The above algorithm will search a (unordered) binary tree for an element s and will return true if the element is in the tree. Otherwise, it will return false. By examining the code, we see that the algorithm will first descend as far down on the left of the tree as possible. If the farthest left node is not the search element, it will backtrack to the node above it, and then check the right node. The algorithm will continue this process until the element has been found. Now, let’s trace the algorithm’s execution for a simple tree input:

   7
  / \
 3  12

The above binary tree is composed of random values. Now, let’s search for 12 in this tree. First the algorithm will consider the root node 7. Since it is not the correct value, we will look at the left node, 3. Since 3 is also not the correct value, we will try to look at the next left node. Since 3 is a leaf, it has no left node, so we will return to 3 to look at its right node. Once again, 3 has no right node, so we return to the root. Now, we consider the right node, 12, of the tree. Since 12 is the value we are searching for, we can return true. The path that the algorithm takes through the tree can be drawn out as follows:

   7

   7
  /
 3

   7
  / \
 3  12

7 -> 3 -> 7 -> 12

Now, let’s consider a more complicated tree:

    1
   / \
  2   5
 / \
3   4

When searching for 5, the algorithm will first check the root 1, then its left child 2, then its left child 3. Since 3 is a leaf, the algorithm will go back to node 2 and check its right children. Since 4 is also a leaf, and there are no more children of 2 to check, the algorithm goes back to the root 1 and check its right children. In this case, 5 is the right child of the root, so the algorithm will finally return true. The following traces out the path the algorithm takes through the tree, with the caret marking the node the algorithm is currently checking.
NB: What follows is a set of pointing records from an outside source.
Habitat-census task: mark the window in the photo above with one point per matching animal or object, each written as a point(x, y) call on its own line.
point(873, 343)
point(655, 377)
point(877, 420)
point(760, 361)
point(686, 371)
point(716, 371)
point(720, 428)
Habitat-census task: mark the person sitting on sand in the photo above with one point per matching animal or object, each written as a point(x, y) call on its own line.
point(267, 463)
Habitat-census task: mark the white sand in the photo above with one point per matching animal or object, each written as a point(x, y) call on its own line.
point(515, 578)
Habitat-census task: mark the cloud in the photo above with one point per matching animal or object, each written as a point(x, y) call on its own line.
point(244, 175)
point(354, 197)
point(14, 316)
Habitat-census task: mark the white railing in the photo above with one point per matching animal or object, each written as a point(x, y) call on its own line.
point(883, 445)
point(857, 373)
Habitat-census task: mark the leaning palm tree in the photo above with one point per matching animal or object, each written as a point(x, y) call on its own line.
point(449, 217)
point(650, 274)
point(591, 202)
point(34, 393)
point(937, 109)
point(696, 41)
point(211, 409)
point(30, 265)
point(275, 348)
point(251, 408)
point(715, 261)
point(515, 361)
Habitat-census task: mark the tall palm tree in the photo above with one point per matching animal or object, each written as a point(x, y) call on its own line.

 1 ->  1  ->   1  ->  1  -->   1
 ^    /       /      /        / \
     2       2      2        2   5
     ^      /      / \      / \  ^
           3      3   4    3   4
           ^          ^

Proofs

Recursion is often used in mathematical proofs, where it takes the form of induction. In this case, a proof is wanted to be able to determine if a fact holds for every case. First a base case is specified where the fact is obviously true. Then, recursion is applied to larger cases to show that every case will eventually decay into the base case, and therefore the given fact must be true.

Conclusion

Recursive functions allow for a relatively simple solution to problems that can appear quite large – instead of thinking of a direct solution to a complicated problem, it is often easier to break the problem up into smaller, more manageable pieces. It is important to note, however, that recursive algorithms on computers often require extra computational power as well as memory when compared to their direct solution counterparts. In this sense, choosing between a recursive solution and a direct solution requires weighing out the programmer time it takes to develop a direct solution versus the computational power and memory being wasted by a recursive solution.

Recursion is a necessary tool for any programmer and being able to understand its inner workings is essential to being a good programmer and computer scientist. That is not to say, however, that it doesn’t have its downsides. To remedy these, a concept called dynamic programming is employed. It is worthwhile to study this idea as it leads to many efficient and simple solutions to seemingly complicated problems.